According to the SWE-Bench-Verified test results, DeepSWE was evaluated with a maximum context length of 64k and a maximum of 100 environment steps. After 16 runs, the Pass@1 accuracy reached 42.2%. After mixed testing, its performance even improved to 59%, placing it at the top among all open-source agent frameworks.

DeepSWE's training utilized the rLLM framework, a system specifically designed for later-stage training of language agents. It was trained for six days on 64 H100 GPUs using 4,500 real-world software engineering tasks from the R2E-Gym training environment. These tasks included solving GitHub issues, implementing new code features, and debugging, demonstrating the diversity of real-world software engineering.

During the training process, DeepSWE learned how to navigate extensive codebases, perform targeted code edits, run shell commands for building and testing, and optimize solutions when handling actual pull requests. For dataset management, 4,500 problems from the R2E-Gym subset were used, ensuring the purity and relevance of the training data.

The training environment was built around R2E-Gym, supporting scalable and high-quality executable software engineering environments. The reward mechanism uses a sparse result reward model, providing positive rewards only when the generated patch passes all tests, promoting more effective learning.

DeepSWE's training also adopted an improved GRPO++ algorithm, which achieved a more stable and efficient training process through multiple innovations. Additionally, researchers found that increasing the number of output tokens had limited effects on software engineering tasks, while expanding the rolling number significantly improved model performance.

This series of efforts has made DeepSWE a highly promising AI agent system, driving progress in the practical application of reinforcement learning.

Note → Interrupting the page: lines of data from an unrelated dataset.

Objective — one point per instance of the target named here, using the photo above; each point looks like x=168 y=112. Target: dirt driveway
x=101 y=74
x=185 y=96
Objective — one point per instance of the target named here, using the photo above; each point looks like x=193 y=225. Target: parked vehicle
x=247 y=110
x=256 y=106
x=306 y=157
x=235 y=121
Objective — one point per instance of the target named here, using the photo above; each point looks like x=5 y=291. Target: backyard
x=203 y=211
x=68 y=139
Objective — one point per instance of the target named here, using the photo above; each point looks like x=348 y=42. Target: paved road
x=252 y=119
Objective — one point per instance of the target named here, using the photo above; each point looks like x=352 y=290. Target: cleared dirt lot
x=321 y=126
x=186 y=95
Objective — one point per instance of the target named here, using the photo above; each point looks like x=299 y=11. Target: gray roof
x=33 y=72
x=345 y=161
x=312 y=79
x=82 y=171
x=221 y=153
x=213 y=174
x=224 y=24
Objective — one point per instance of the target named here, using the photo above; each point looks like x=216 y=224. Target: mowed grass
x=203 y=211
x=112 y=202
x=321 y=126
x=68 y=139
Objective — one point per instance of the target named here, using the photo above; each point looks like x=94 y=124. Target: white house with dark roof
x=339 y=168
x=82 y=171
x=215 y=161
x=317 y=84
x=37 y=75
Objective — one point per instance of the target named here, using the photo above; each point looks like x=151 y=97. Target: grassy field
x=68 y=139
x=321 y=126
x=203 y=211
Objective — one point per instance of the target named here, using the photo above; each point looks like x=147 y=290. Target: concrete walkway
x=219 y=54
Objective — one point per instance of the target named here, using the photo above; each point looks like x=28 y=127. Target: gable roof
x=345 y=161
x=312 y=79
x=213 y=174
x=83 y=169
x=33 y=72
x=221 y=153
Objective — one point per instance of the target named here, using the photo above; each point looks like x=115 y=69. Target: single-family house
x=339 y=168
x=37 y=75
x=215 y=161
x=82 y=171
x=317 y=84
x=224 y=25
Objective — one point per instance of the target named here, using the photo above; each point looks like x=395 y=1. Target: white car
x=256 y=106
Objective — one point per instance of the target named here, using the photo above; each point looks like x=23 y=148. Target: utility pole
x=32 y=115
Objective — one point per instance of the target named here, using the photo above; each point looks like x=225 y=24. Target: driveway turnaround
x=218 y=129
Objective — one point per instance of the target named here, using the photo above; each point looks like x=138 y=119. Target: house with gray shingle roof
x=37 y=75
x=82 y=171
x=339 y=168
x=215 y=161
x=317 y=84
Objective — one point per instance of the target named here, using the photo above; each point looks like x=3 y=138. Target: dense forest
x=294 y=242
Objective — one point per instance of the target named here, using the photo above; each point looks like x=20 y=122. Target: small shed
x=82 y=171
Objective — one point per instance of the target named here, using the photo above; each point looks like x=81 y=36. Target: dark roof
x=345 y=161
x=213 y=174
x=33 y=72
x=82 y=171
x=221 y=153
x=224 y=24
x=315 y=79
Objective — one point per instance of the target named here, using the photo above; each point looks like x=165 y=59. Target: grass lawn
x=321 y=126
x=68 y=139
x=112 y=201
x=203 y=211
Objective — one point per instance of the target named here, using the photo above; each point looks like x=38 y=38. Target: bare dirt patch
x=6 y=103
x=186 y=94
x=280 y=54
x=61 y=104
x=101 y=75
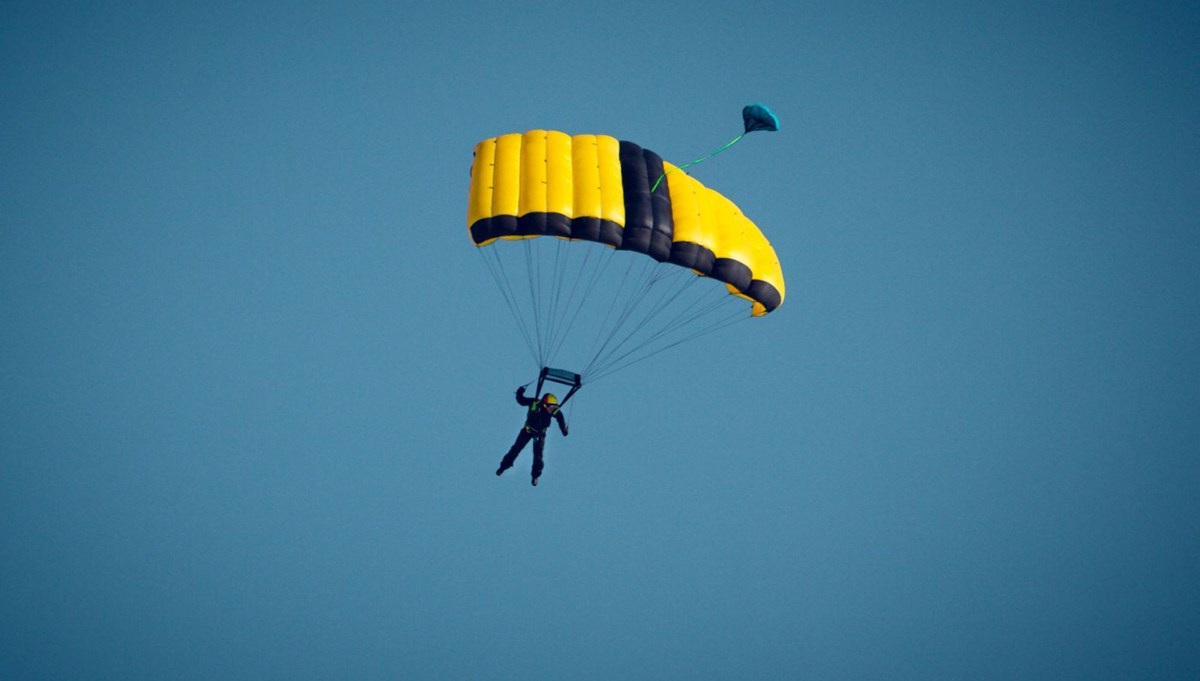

Open source address: https://huggingface.co/agentica-org/DeepSWE-Preview

Key points:

🌟 DeepSWE is based on the Qwen3-32B model and was fully trained using reinforcement learning. Its open-source information has been fully released.

🏆 In the SWE-Bench-Verified test, DeepSWE performed excellently, achieving a Pass@1 accuracy of 59%, making it the top performer among all open-source agents.

💡 Using the rLLM framework and the improved GRPO++ algorithm, DeepSWE demonstrated its strong learning capabilities and application potential in real software engineering tasks.